I'm helping a friend with a problem that I can't figure out. I would appreciate some guide lines on how to tackle this:

Prove: Every finite group is a disjoint union of cyclic subgroups.

If a group is Abelian, this should be a restatement of the Fundamental Theory of Finite Abelian Groups. I also know that the dihedral groups $D_n$ satisfies the requirements for this statement. But how do we tackle the case when we have a general group $G$ that is not abelian?

I would appreciate any help that you're able to give.

2. Originally Posted by Chris L T521
I'm helping a friend with a problem that I can't figure out. I would appreciate some guide lines on how to tackle this:

Prove: Every finite group is a disjoint union of cyclic subgroups.

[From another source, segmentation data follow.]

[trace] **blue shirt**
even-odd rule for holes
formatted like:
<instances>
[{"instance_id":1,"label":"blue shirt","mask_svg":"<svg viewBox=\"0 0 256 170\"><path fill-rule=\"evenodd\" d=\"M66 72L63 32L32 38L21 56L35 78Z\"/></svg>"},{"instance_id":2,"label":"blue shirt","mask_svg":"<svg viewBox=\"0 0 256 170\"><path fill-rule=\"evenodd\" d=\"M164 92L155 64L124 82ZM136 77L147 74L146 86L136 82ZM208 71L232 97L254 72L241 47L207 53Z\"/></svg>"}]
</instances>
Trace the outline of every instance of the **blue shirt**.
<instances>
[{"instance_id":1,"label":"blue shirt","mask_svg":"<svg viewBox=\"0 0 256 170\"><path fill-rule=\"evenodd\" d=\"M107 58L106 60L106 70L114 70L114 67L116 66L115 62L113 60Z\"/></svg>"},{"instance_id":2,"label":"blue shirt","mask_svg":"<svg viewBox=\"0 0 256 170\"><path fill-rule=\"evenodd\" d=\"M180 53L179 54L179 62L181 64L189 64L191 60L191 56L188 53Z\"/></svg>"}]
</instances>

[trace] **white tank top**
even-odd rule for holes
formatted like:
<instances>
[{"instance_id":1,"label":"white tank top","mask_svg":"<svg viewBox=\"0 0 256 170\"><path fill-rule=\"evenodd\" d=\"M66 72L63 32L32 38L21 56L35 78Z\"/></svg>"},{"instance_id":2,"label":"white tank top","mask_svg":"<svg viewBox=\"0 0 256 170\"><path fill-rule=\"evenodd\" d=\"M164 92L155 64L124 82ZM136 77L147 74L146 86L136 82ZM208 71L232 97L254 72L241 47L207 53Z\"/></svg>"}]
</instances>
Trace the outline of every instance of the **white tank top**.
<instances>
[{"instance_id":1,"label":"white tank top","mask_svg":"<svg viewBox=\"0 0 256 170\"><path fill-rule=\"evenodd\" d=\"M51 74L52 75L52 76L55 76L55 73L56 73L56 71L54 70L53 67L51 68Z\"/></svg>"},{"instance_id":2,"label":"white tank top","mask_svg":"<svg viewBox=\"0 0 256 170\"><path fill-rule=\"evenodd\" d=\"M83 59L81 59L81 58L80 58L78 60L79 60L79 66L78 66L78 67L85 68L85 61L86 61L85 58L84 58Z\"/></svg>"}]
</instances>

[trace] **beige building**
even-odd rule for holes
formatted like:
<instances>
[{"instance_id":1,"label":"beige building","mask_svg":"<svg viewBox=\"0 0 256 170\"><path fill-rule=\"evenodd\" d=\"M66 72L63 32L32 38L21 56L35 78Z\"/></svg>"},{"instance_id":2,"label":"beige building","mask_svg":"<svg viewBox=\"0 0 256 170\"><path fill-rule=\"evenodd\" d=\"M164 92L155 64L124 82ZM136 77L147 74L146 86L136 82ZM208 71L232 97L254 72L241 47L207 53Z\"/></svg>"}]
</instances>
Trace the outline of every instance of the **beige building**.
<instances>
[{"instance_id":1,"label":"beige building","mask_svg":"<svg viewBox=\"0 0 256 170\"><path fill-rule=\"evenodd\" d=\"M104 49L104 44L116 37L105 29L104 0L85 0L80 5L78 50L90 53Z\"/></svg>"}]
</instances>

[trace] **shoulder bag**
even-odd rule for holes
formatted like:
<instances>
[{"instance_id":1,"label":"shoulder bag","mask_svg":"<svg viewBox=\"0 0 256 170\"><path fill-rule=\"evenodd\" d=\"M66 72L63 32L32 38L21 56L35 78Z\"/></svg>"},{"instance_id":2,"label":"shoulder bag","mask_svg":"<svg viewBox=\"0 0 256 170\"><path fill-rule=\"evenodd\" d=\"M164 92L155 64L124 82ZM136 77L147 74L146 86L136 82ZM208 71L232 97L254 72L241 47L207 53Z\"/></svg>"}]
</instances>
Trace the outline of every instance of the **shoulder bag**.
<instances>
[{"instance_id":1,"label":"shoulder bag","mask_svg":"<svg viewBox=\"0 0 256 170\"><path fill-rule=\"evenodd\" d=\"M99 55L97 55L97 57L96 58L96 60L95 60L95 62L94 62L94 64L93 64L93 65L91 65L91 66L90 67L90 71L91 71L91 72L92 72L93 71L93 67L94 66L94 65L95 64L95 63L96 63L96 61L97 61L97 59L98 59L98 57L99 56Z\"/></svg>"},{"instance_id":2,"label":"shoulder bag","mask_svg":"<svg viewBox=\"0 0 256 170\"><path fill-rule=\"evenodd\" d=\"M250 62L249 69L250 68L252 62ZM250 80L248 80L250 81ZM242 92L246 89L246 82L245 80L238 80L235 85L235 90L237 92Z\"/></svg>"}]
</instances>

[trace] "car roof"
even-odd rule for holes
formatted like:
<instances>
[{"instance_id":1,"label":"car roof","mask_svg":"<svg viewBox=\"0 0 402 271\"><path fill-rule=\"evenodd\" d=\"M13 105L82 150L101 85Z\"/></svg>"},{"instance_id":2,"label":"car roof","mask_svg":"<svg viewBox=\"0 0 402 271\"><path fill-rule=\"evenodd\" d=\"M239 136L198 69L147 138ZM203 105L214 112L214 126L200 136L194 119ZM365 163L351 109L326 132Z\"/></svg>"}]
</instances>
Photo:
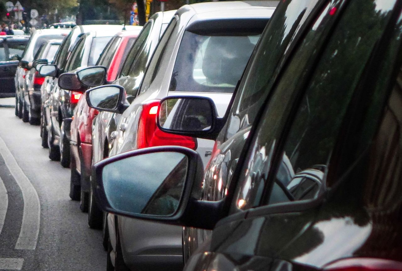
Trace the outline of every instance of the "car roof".
<instances>
[{"instance_id":1,"label":"car roof","mask_svg":"<svg viewBox=\"0 0 402 271\"><path fill-rule=\"evenodd\" d=\"M230 10L243 10L275 8L279 2L279 0L266 1L222 1L198 3L186 5L179 9L192 10L195 14L199 14L207 12L219 12L224 15Z\"/></svg>"},{"instance_id":2,"label":"car roof","mask_svg":"<svg viewBox=\"0 0 402 271\"><path fill-rule=\"evenodd\" d=\"M142 29L142 26L135 26L135 29L130 29L129 30L125 30L124 31L121 31L119 32L116 34L117 36L118 36L119 37L136 37L139 34L139 32L141 31L141 30Z\"/></svg>"}]
</instances>

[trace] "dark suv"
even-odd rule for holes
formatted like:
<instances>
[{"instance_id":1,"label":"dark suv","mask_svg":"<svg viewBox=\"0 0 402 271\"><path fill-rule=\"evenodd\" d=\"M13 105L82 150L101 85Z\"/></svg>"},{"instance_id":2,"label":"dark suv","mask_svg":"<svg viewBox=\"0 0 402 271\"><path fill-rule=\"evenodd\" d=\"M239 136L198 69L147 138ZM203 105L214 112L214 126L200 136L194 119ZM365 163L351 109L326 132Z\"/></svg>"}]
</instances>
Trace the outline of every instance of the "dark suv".
<instances>
[{"instance_id":1,"label":"dark suv","mask_svg":"<svg viewBox=\"0 0 402 271\"><path fill-rule=\"evenodd\" d=\"M281 1L223 119L207 98L161 102L165 131L221 131L205 180L189 149L128 152L94 165L100 204L213 229L186 270L402 270L401 12L400 0ZM196 99L209 125L191 108L165 125Z\"/></svg>"},{"instance_id":2,"label":"dark suv","mask_svg":"<svg viewBox=\"0 0 402 271\"><path fill-rule=\"evenodd\" d=\"M0 36L0 98L15 95L14 76L29 36Z\"/></svg>"}]
</instances>

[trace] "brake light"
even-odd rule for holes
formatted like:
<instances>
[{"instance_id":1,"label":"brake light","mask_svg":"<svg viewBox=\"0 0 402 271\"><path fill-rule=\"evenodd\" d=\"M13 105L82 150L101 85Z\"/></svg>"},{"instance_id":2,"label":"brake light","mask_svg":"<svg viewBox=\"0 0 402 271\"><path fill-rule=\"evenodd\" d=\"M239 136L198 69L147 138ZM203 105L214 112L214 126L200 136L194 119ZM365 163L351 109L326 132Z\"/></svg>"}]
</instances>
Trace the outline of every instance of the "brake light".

If a group is Abelian, this should be a restatement of the Fundamental Theory of Finite Abelian Groups. I also know that the dihedral groups $D_n$ satisfies the requirements for this statement. But how do we tackle the case when we have a general group $G$ that is not abelian?

I would appreciate any help that you're able to give.
Do you mean product? If you have two groups $G,G'$ how do you define an operation on $G\cup G'$?

3. Originally Posted by Chris L T521
I'm helping a friend with a problem that I can't figure out. I would appreciate some guide lines on how to tackle this:

Prove: Every finite group is a disjoint union of cyclic subgroups.

If a group is Abelian, this should be a restatement of the Fundamental Theory of Finite Abelian Groups. I also know that the dihedral groups $D_n$ satisfies the requirements for this statement. But how do we tackle the case when we have a general group $G$ that is not abelian?

I would appreciate any help that you're able to give.

I'm not sure I'm understanding: what do you mean "disjoint union" of subgroups? At least they all have the unit as acommon element...Perhaps you're thinking of direct product? Because if you are then the claim is false.

Tonio